# Drift velocity in a conductor

by guardaiinalto
Tags: conductor, drift, velocity
 P: 1 Dear all, I have a question on the derivation of the drift velocity in a conductor, and was wondering if somebody could help me with it: drift velocity is the average velocity which a free charge moving in a conductor has due to the influence of an electric field applied to the conductor. In a metal, the free charge will be an electron. As they move through the conductor, electrons will frequently bump into ions. If τ is the mean free time of the electron, i.e. the time between successive collisions, then between two collisions, the action of an external electric field will make the electron accelerate by (E*e/m)*τ, where E is the strength of the field (and this strength is constant), e the charge of an electron, an m the mass of the electron. Now, two sources I have consulted say that this quantity (E*e/m)*τ is equal to the magnitude of the drift velocity in the conductor. This appears to me to be false, since the quantity expresses the maximum speed gained by the electron, i.e. the speed it has just before it collides with the next ion. But drift velocity is supposed to be the average velocity of the electron due to the field, so I think its magnitude should be just one-half of this quantity. Any help would be much appreciated. Guardaiinalto
 Mentor P: 11,997 Wouldn't it be the average magnitude since you are using T as the mean free time in your equation? If you average your time between collisions, then whatever you base off that time should already be an average I would think. Does that sound like it makes any sense?

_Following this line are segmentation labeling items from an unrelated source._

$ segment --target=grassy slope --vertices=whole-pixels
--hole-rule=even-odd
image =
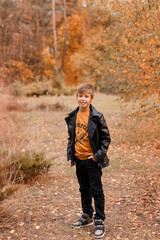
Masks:
[[[19,132],[14,137],[19,148],[43,150],[55,158],[48,176],[23,186],[2,203],[0,239],[93,239],[93,227],[70,228],[81,214],[75,168],[69,168],[66,162],[64,117],[76,107],[75,96],[18,99],[20,104],[35,109],[39,103],[57,101],[65,104],[64,111],[14,113],[19,119]],[[103,170],[105,239],[159,239],[157,133],[154,141],[148,141],[150,125],[141,136],[135,131],[134,120],[121,125],[131,109],[122,112],[116,97],[96,94],[93,104],[104,113],[112,137],[110,166]],[[137,122],[137,129],[141,128],[141,122]]]

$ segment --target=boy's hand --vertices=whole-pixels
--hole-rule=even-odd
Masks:
[[[69,166],[70,166],[70,167],[73,167],[73,166],[74,166],[74,162],[72,162],[72,160],[69,160],[68,162],[69,162]]]
[[[97,160],[93,156],[88,157],[88,159],[92,159],[94,162],[97,162]]]

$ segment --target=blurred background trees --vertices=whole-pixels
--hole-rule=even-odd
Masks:
[[[0,82],[159,94],[159,13],[156,0],[0,0]]]

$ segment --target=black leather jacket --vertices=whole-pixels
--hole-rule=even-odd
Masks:
[[[67,159],[74,162],[74,141],[75,141],[75,124],[76,116],[79,107],[74,109],[65,118],[68,126],[68,147],[67,147]],[[109,159],[107,157],[108,146],[111,142],[109,130],[102,113],[98,112],[90,104],[90,116],[88,120],[88,136],[91,144],[94,158],[98,161],[98,165],[101,168],[109,165]]]

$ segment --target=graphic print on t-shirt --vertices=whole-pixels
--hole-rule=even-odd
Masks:
[[[75,136],[75,156],[81,160],[93,155],[88,137],[88,119],[90,111],[77,113],[76,136]]]
[[[76,123],[76,139],[75,143],[79,142],[80,144],[84,144],[88,139],[85,139],[88,133],[88,126],[82,123]]]

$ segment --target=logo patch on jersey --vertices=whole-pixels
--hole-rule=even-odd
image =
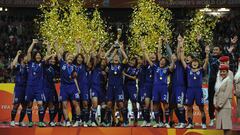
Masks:
[[[67,68],[66,65],[63,65],[62,70],[66,70],[66,68]]]

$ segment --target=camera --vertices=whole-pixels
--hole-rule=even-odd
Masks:
[[[118,41],[115,41],[114,44],[113,44],[113,47],[114,47],[114,48],[117,48],[117,49],[120,48],[119,42],[118,42]]]

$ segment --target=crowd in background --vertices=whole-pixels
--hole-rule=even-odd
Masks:
[[[239,16],[221,18],[214,31],[214,44],[220,45],[224,50],[223,54],[230,56],[230,66],[232,65],[234,71],[237,68],[237,58],[240,56],[240,45],[238,44],[231,53],[229,53],[229,48],[231,38],[239,37],[240,19],[238,18]],[[26,52],[31,39],[36,34],[35,30],[31,17],[0,17],[0,83],[13,82],[13,75],[10,74],[9,68],[10,62],[17,50]]]

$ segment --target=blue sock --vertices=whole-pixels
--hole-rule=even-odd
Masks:
[[[27,116],[29,122],[32,122],[32,108],[27,108]]]
[[[180,122],[181,120],[180,120],[180,113],[178,108],[175,109],[175,114],[177,116],[178,122]]]
[[[39,117],[39,122],[43,122],[43,118],[44,118],[44,107],[43,106],[38,107],[38,117]]]
[[[106,122],[107,123],[111,123],[111,119],[112,119],[112,109],[107,109],[107,117],[106,117]]]
[[[55,109],[49,109],[49,116],[50,116],[50,122],[54,121],[54,117],[55,117]]]
[[[61,108],[58,108],[58,122],[62,121],[63,117],[63,110]]]
[[[105,114],[106,114],[106,109],[101,108],[101,122],[105,121]]]
[[[16,114],[17,114],[17,109],[13,109],[11,112],[11,121],[15,120]]]
[[[145,121],[150,122],[150,111],[149,109],[144,109],[143,118]]]
[[[92,108],[92,111],[91,111],[91,121],[92,122],[96,121],[96,113],[97,113],[97,109],[96,108]]]
[[[188,124],[192,124],[192,118],[188,117]]]
[[[179,116],[180,116],[180,123],[185,123],[185,109],[184,107],[180,107],[179,109]]]
[[[155,122],[159,123],[159,111],[154,112]]]
[[[128,123],[128,109],[126,108],[121,109],[121,113],[123,115],[123,122]]]
[[[160,122],[163,122],[163,110],[162,109],[159,110],[159,118],[160,118]]]
[[[82,110],[82,117],[83,117],[82,119],[83,119],[84,122],[88,121],[88,109],[87,108],[84,108]]]
[[[138,109],[133,109],[133,114],[134,114],[134,120],[137,121],[138,120]]]
[[[170,111],[169,109],[165,110],[165,122],[168,123],[169,122],[169,115],[170,115]]]
[[[20,113],[20,118],[19,118],[19,122],[22,122],[24,117],[26,115],[26,109],[22,109],[21,113]]]

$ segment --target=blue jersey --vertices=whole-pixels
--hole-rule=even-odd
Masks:
[[[124,67],[122,64],[109,65],[108,84],[109,85],[123,85],[122,71]]]
[[[88,72],[85,64],[76,66],[77,81],[79,84],[88,83]]]
[[[16,68],[14,69],[16,78],[15,78],[15,85],[16,86],[26,86],[27,85],[27,65],[22,66],[17,64]]]
[[[63,59],[61,59],[60,68],[61,84],[74,84],[72,74],[76,70],[75,65],[67,64]]]
[[[135,67],[127,66],[125,69],[125,73],[130,75],[130,76],[138,76],[138,69]],[[136,80],[133,80],[127,76],[125,76],[125,83],[131,83],[131,84],[136,84]]]
[[[160,68],[157,65],[153,65],[154,70],[154,85],[167,85],[169,68]]]
[[[138,85],[143,86],[146,81],[146,67],[141,66],[138,68]]]
[[[146,65],[146,77],[145,77],[145,83],[152,84],[153,83],[153,67],[150,65]]]
[[[44,88],[55,89],[55,69],[51,65],[44,68]]]
[[[173,86],[186,86],[186,77],[185,77],[185,69],[181,63],[181,61],[176,61],[175,69],[173,71],[173,79],[172,85]]]
[[[30,61],[28,62],[28,81],[27,85],[39,87],[41,88],[43,86],[43,66],[44,62],[34,62]]]
[[[102,69],[100,65],[97,65],[92,71],[92,78],[91,82],[93,85],[105,85],[105,78],[102,74]]]
[[[187,80],[189,88],[202,88],[203,69],[193,72],[190,67],[187,67]]]

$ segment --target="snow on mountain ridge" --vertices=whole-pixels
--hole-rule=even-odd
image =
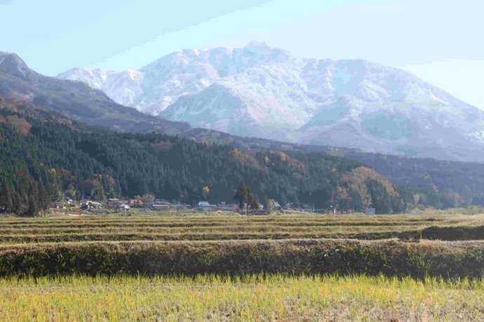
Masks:
[[[295,57],[250,43],[181,50],[134,77],[123,73],[60,77],[99,84],[144,113],[234,134],[443,158],[484,147],[484,112],[407,71],[365,60]]]

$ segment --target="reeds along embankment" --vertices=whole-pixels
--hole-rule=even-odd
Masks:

 Sci Advisor Thanks P: 2,539 Drift velocity in a conductor If you have a normal conductor, i.e., not a superconductor, then the usual classical model is that you have charges, freely movable around as in metals, where the conduction electrons are not bound to the ions of the lattice and thus free to move. "Free" is of course not really true, because there are always some defects by the lattice vibrations of the ions due to temperature and other defects in the crystal lattice of the metal and thus the conduction electrons will suffer some friction moving around. Now putting an electric field across a conductor the motion of a fluid cell of conduction electrons is given by (in the non-relativistic limit!) $$n \dot{\vec{v}}=- n e \vec{E} - \alpha \vec{v}.$$ Here $n$ is the density of conduction electrons (particles per cubic metres), $e \approx 1.6 \cdot 10^{-19} \text{As}$ the elementary charge (=charge of a proton), $\alpha$ the friction constant. In the stationary limit the right-hand side must be 0, i.e., the accelerating electric force must compensate precisely the friction force. Then $\vec{v}=\text{const}$ and thus $$\vec{v}=-\frac{n e}{\alpha} \vec{E}.$$ The current density is $\vec{j}=-n e \vec{v}$ and thus $$\vec{j}=\frac{n^2 e^2}{\alpha} \vec{E}.$$ This means the conductance of the metal is given in microscopic terms by $$\sigma=\frac{n^2 e^2}{\alpha}.$$ Independently from this simple classical microscopic picture of conductance, the drift velocity is easy calculated from the current through the conductor, which is given by $$I=A |\vec{j}|=A n e |\vec{v}|\; \Rightarrow \; |\vec{v}|=\frac{I}{A n e}.$$ Here, $A$ is the cross-sectional area of a not too thick wire, so that we can assume the current density to be homogeneous across the wire. Take $I=1 \; \text{A}$ and a copper wire with cross-sectional area of $1 \; \text{mm}^2=10^{-6} \text{m^2}$. For copper, in Wikipedia you find the value $n=8.5 \cdot 10^{28}/\text{m}^3.$ There you also find an explanation for how this value is obtained from the density and the atomic weight. This leads to $$v=\frac{1 \text{A}}{10^{-6} \text{m}^2 8.5 \cdot 10^{28}/\text{m}^3 \cdot 1.6 \cdot 10^{-19} \text{A s}} \approx 7.3 \cdot 10^{-2} \frac{\text{mm}}{\text{s}}.$$ The drift velocity in every-day applications is thus very very small.